CBA will be the first of the Big Four in Australia to offer crypto-based services after the company announced on November 3rd that it would support trading in 10 digital assets directly through its banking app.
Speaking to Bloomberg Tv on Friday November 19, Comyn was asked about the CBA’s involvement in the crypto space, the executive finding:
“We see risks in participating, but we see greater risks in not participating. It is important to say that we are not taking a position on asset prices themselves, we consider them to be a very volatile and speculative asset class, but we also do not believe this sector and technology will go away anytime soon. “
Comyn also hinted that the CBA’s crypto adoption game is doing even more, as he stressed that the bank sees multiple use cases of blockchain technology coupled with strong consumer demand.

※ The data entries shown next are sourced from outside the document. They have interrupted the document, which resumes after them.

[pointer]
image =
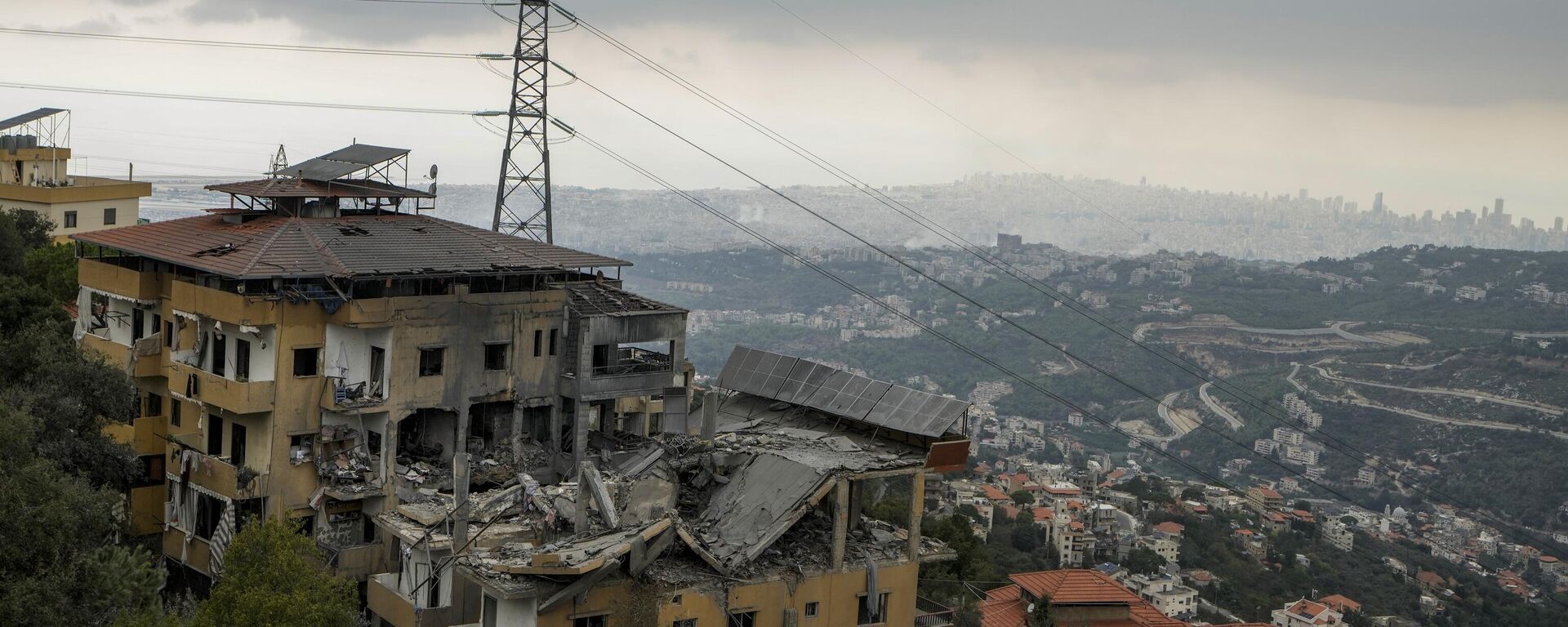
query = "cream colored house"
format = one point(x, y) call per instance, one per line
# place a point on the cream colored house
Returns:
point(35, 176)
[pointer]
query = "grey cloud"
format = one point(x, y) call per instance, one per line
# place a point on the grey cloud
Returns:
point(1402, 51)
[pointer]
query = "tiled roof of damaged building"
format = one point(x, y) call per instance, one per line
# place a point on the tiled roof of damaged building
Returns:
point(349, 247)
point(291, 187)
point(608, 300)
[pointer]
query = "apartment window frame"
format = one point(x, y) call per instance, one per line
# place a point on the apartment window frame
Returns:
point(237, 444)
point(314, 362)
point(220, 353)
point(601, 620)
point(214, 434)
point(862, 610)
point(242, 359)
point(431, 359)
point(494, 361)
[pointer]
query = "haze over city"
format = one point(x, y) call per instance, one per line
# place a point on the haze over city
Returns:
point(1441, 105)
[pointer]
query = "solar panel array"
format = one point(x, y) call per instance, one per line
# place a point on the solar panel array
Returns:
point(30, 117)
point(833, 391)
point(342, 162)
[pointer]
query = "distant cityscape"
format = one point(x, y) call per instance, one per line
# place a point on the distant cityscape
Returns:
point(1288, 228)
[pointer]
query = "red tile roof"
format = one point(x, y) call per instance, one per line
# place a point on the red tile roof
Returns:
point(1339, 603)
point(1170, 527)
point(1002, 607)
point(1092, 588)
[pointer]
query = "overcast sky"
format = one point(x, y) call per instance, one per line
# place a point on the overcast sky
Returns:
point(1440, 104)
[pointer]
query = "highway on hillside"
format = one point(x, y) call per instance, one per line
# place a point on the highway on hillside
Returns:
point(1203, 392)
point(1542, 408)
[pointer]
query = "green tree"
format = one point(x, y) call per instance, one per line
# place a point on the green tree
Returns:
point(59, 565)
point(1041, 615)
point(52, 269)
point(274, 577)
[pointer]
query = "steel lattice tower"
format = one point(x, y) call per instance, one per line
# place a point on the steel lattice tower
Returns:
point(526, 158)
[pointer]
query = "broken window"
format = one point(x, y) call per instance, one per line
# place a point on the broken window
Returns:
point(639, 358)
point(151, 472)
point(99, 305)
point(430, 361)
point(306, 361)
point(214, 434)
point(496, 354)
point(242, 359)
point(220, 353)
point(300, 447)
point(864, 613)
point(237, 446)
point(744, 620)
point(207, 513)
point(490, 611)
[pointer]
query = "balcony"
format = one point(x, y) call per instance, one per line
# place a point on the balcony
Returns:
point(930, 613)
point(240, 397)
point(143, 434)
point(118, 281)
point(223, 478)
point(146, 509)
point(397, 610)
point(358, 562)
point(218, 305)
point(196, 552)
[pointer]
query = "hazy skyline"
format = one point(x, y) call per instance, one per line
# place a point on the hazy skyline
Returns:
point(1441, 105)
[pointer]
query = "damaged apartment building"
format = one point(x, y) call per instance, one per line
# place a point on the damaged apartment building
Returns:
point(755, 511)
point(322, 350)
point(490, 430)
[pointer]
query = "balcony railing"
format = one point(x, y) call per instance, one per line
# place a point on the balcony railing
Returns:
point(930, 613)
point(385, 599)
point(634, 361)
point(240, 397)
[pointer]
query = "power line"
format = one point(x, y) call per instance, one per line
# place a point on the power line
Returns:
point(996, 262)
point(1142, 235)
point(235, 44)
point(243, 100)
point(910, 318)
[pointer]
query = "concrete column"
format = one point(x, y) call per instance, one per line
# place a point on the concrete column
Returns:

“And that’s why we want to understand that and offer our customers a competitive offering with appropriate disclosure of the risks. We want to build capacities in and around DLT and blockchain technology, ”he added.

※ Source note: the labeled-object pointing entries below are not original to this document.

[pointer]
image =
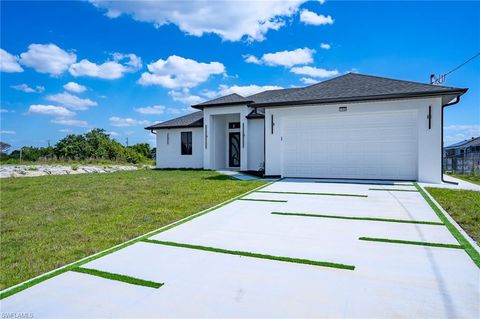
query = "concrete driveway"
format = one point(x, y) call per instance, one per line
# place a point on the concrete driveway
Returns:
point(206, 272)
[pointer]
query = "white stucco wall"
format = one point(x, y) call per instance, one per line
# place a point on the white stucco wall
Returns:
point(429, 141)
point(255, 144)
point(169, 155)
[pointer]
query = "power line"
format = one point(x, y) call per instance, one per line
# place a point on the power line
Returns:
point(442, 77)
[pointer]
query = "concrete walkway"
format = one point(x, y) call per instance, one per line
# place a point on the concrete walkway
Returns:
point(389, 279)
point(461, 184)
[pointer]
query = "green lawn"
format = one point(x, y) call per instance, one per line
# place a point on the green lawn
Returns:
point(463, 206)
point(468, 178)
point(50, 221)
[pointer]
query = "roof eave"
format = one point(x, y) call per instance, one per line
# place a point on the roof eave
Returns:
point(459, 92)
point(152, 128)
point(201, 107)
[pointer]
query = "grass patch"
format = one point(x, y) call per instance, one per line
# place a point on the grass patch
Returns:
point(56, 272)
point(390, 220)
point(469, 249)
point(318, 194)
point(408, 242)
point(118, 277)
point(51, 221)
point(463, 206)
point(475, 179)
point(264, 200)
point(393, 190)
point(254, 255)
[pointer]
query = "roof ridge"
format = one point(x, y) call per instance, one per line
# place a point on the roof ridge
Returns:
point(399, 80)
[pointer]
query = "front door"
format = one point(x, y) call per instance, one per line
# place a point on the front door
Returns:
point(234, 149)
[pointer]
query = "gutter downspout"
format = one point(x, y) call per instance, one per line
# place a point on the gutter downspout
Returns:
point(443, 106)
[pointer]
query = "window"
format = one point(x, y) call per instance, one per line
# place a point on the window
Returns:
point(186, 143)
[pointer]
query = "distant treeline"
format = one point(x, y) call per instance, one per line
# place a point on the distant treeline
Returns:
point(95, 145)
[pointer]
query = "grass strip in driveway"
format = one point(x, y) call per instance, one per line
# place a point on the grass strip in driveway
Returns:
point(118, 277)
point(319, 194)
point(390, 220)
point(265, 200)
point(408, 242)
point(362, 183)
point(393, 190)
point(467, 246)
point(254, 255)
point(34, 281)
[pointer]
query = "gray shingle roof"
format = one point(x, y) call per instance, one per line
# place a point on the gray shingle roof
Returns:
point(233, 98)
point(190, 120)
point(348, 87)
point(270, 94)
point(351, 87)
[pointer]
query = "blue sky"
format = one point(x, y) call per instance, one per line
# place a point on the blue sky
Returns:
point(71, 66)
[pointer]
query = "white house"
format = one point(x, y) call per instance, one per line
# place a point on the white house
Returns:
point(353, 126)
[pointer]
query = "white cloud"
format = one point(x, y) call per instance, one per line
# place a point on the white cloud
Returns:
point(231, 20)
point(8, 132)
point(460, 132)
point(172, 110)
point(125, 122)
point(50, 110)
point(9, 63)
point(109, 70)
point(154, 109)
point(185, 97)
point(325, 46)
point(47, 58)
point(284, 58)
point(313, 71)
point(252, 59)
point(177, 72)
point(70, 122)
point(245, 90)
point(74, 87)
point(309, 17)
point(208, 93)
point(25, 88)
point(308, 80)
point(71, 101)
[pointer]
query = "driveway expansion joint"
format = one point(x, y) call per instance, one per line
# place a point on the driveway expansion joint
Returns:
point(406, 221)
point(409, 242)
point(310, 193)
point(254, 255)
point(118, 277)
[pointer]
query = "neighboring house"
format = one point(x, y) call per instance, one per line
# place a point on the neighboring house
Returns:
point(462, 149)
point(352, 126)
point(463, 157)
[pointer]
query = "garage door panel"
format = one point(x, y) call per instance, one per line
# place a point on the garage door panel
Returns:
point(374, 145)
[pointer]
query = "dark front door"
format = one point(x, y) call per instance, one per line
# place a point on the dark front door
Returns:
point(234, 149)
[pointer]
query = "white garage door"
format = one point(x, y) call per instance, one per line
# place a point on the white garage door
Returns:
point(362, 146)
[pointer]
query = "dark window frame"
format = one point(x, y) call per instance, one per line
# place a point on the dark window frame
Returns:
point(186, 144)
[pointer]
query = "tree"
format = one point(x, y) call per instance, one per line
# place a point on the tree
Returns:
point(142, 148)
point(4, 147)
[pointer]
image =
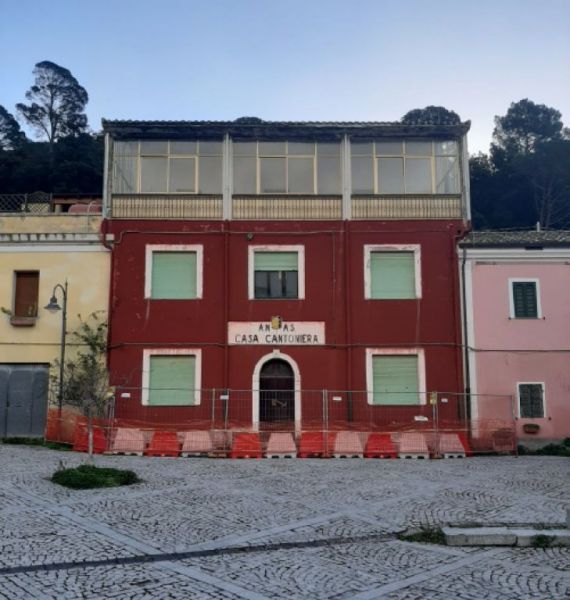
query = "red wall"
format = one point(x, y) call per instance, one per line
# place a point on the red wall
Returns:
point(334, 293)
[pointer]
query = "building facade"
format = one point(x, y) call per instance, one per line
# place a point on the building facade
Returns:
point(274, 273)
point(37, 253)
point(517, 286)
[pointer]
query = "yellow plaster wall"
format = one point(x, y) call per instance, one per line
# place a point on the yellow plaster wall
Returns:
point(87, 273)
point(49, 223)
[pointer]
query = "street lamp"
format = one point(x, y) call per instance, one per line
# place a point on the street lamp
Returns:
point(53, 307)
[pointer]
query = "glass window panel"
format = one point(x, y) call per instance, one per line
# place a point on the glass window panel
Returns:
point(301, 176)
point(328, 175)
point(328, 149)
point(126, 148)
point(302, 148)
point(210, 148)
point(362, 175)
point(153, 175)
point(271, 148)
point(245, 148)
point(392, 275)
point(272, 175)
point(245, 177)
point(389, 148)
point(154, 147)
point(418, 148)
point(446, 148)
point(418, 176)
point(171, 380)
point(395, 379)
point(125, 174)
point(390, 175)
point(447, 175)
point(182, 175)
point(361, 148)
point(210, 177)
point(185, 147)
point(174, 275)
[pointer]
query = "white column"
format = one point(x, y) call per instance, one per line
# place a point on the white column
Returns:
point(227, 178)
point(346, 178)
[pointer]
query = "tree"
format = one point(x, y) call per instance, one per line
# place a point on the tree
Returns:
point(431, 115)
point(525, 125)
point(85, 377)
point(57, 103)
point(11, 136)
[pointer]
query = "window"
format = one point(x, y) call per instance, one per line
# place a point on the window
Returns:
point(395, 377)
point(174, 272)
point(524, 299)
point(392, 272)
point(531, 400)
point(167, 167)
point(276, 272)
point(26, 284)
point(286, 168)
point(405, 167)
point(171, 377)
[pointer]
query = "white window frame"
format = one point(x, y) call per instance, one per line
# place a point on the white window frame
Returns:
point(299, 249)
point(432, 156)
point(419, 352)
point(536, 282)
point(197, 248)
point(370, 248)
point(138, 156)
point(541, 383)
point(149, 352)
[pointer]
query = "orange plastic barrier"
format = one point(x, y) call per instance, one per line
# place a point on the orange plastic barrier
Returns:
point(163, 443)
point(316, 445)
point(380, 445)
point(246, 445)
point(81, 440)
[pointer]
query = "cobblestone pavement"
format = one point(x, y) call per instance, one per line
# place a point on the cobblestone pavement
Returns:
point(258, 529)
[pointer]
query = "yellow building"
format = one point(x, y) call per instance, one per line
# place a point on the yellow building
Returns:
point(36, 254)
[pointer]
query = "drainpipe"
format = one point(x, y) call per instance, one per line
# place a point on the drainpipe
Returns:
point(465, 337)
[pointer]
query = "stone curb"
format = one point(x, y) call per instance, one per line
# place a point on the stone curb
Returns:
point(503, 536)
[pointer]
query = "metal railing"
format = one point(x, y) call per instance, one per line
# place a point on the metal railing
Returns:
point(34, 203)
point(424, 206)
point(348, 423)
point(166, 206)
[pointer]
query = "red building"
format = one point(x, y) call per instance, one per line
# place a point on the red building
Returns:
point(280, 273)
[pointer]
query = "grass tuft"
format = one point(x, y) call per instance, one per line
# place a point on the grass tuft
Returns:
point(87, 477)
point(427, 535)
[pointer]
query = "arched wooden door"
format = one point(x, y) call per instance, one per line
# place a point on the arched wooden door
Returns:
point(276, 394)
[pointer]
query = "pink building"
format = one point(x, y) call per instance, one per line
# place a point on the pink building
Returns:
point(517, 330)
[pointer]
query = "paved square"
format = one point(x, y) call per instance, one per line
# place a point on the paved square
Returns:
point(258, 529)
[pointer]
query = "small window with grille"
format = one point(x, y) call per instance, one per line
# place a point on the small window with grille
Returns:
point(525, 301)
point(531, 400)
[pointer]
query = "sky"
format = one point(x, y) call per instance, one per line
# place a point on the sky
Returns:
point(353, 60)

ASIC has no FOMO and cannot regulate the field
While the CBA looks bullish on cryptocurrencies and distributed ledger technology, the Australian Securities and Investments Commission (ASIC) has urged investors to exercise caution because it cannot oversee the sector.

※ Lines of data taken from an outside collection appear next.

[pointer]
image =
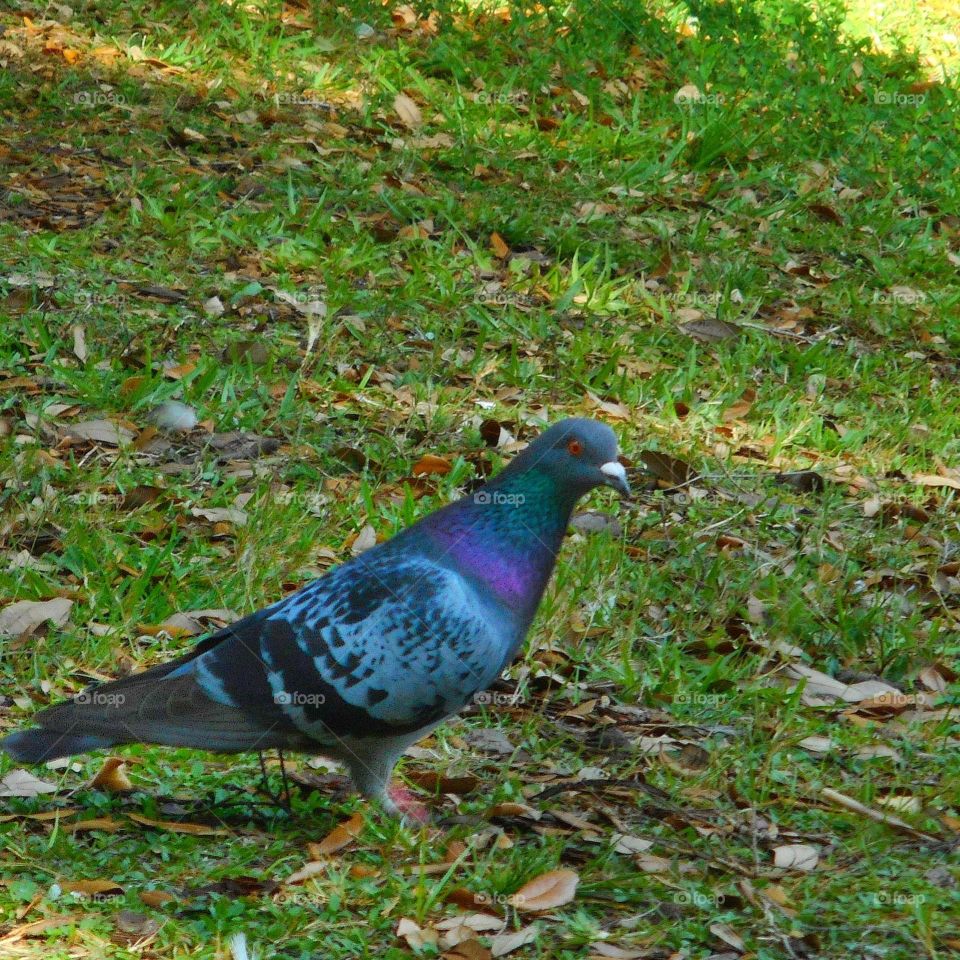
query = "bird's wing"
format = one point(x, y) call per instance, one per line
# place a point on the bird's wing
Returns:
point(375, 648)
point(378, 646)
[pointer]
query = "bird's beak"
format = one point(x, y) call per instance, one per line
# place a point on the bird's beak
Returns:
point(615, 476)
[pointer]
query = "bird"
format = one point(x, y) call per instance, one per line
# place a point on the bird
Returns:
point(358, 665)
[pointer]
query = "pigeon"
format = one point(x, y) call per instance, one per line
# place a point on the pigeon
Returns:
point(360, 664)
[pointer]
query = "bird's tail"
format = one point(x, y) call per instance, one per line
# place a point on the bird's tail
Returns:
point(39, 745)
point(164, 705)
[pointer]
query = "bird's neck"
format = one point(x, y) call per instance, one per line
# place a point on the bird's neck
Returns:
point(506, 536)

In a speech at the Australian Financial Super Valuation and Wealth Summit on November 22nd, ASIC President Joe Longo suggested that financial enforcement cannot regulate cryptocurrencies due to the current asset class, which does not fall under the financial products category in Australia:
“The demand-driven nature of the crypto rush has presented some unique challenges. Currently, many crypto assets are unlikely to be “financial products,” making it difficult for financial advisors to provide advice. “
“ASIC has provided some guidance on exchange-traded funds linked to crypto assets – at least they” to be Financial products and are traded on a licensed exchange, so there will be some protection there – but for the most part, at least for now, investors are on their own, ”he added.
Related: Reserve Bank warns Australians not to bet on “fashionable” cryptocurrency
From his personal point of view, Longo urges local investors to watch crypto with caution, noting that “the maxim ‘don’t put all your eggs in one basket’ has been kept in mind.” Cryptocurrency proposals presented last month are an appropriate step for the local environment.
“Wherever we have landed from a political perspective, Senator Bragg’s committee has rightly highlighted the fact that cryptocurrencies are here and now on our doorstep, fueled by unusual demand from consumers and investors,” he said.